No business continuity management
Basic business continuity management
Good business continuity management
Excellent business continuity management
Nothing even vaguely approximating a policy towards business continuity
Something vaguely approximating a policy towards business continuity, though not very well documented, hard to locate and probably out of date
A clear strategy towards business continuity, supported by a firm policy owned and authorized by management and actively maintained
A coherent and comprehensive business continuity strategy, supported by suitable policies, procedures, guidelines and practices; strong coordination with other relevant parties
Business continuity requirements completely unknown
Major business continuity requirements identified, but typically just those mandated on the organization by law; limited documentation
Business impact analysis used systematically from time to time to identify, characterize and document business continuity requirements, both internal and external
Business continuity requirements thoroughly analyzed, documented and constantly maintained through business impact analysis, compliance assessments, business analysis, disaster analysis etc.

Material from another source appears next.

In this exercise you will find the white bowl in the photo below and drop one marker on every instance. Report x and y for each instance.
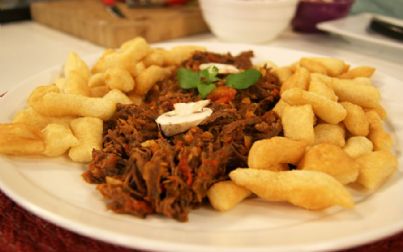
(250, 21)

The table's four columns correspond to maturity scores of 0%, 33%, 67% and 100% respectively.  Each row in the table considers a different aspect or element of the measured area, in this case business continuity management, laying out four markers or sets of criteria for the four scores.   

If your management decides to adopt security maturity metrics like this, you could either take the scoring tables directly from the book (when available!), or use them as a starting point for customization.  Adapt them according to your experience in each area, integrating good practices recommended by various standards such as ISO27k and NIST's SP800-series, and organizations such as ISACA and the Business Continuity Institute.  Adjust the wording of the criteria to be more objective if you wish.  Include specific criteria or conditions.  Reference your policies, legal and regulatory obligations, whatever.

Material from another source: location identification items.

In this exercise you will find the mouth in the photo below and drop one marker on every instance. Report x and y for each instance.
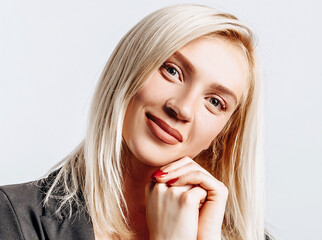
(162, 130)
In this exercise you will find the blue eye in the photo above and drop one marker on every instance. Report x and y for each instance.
(171, 70)
(217, 103)
(214, 101)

You may for instance feel that certain aspects of business continuity management are far more important than others, in which case you could weight the scores from each row accordingly ... but doing so would further complicate the scoring process and might lead to interminable discussions about the weightings, rather than about the organization's business continuity management maturity.  

Similarly, you may prefer further or fewer columns, giving you more or less granularity in the criteria.  Knock yourself out.

The percentage scoring scale lets us score things "towards the lower edge of the category" if appropriate, and to fine-tune the scores to represent a range of situations (e.g. if two businesses, departments or business units both qualify for the 3rd column on a certain criterion but one is a bit stronger than the other, its score might be a few percent higher than the other).  

The flexible design of this style of metric, coupled with its high PRAGMATIC score, is why we find it so useful in practice.  It is a particularly good way of  measuring relatively subjective matters in a relatively objective and repeatable manner.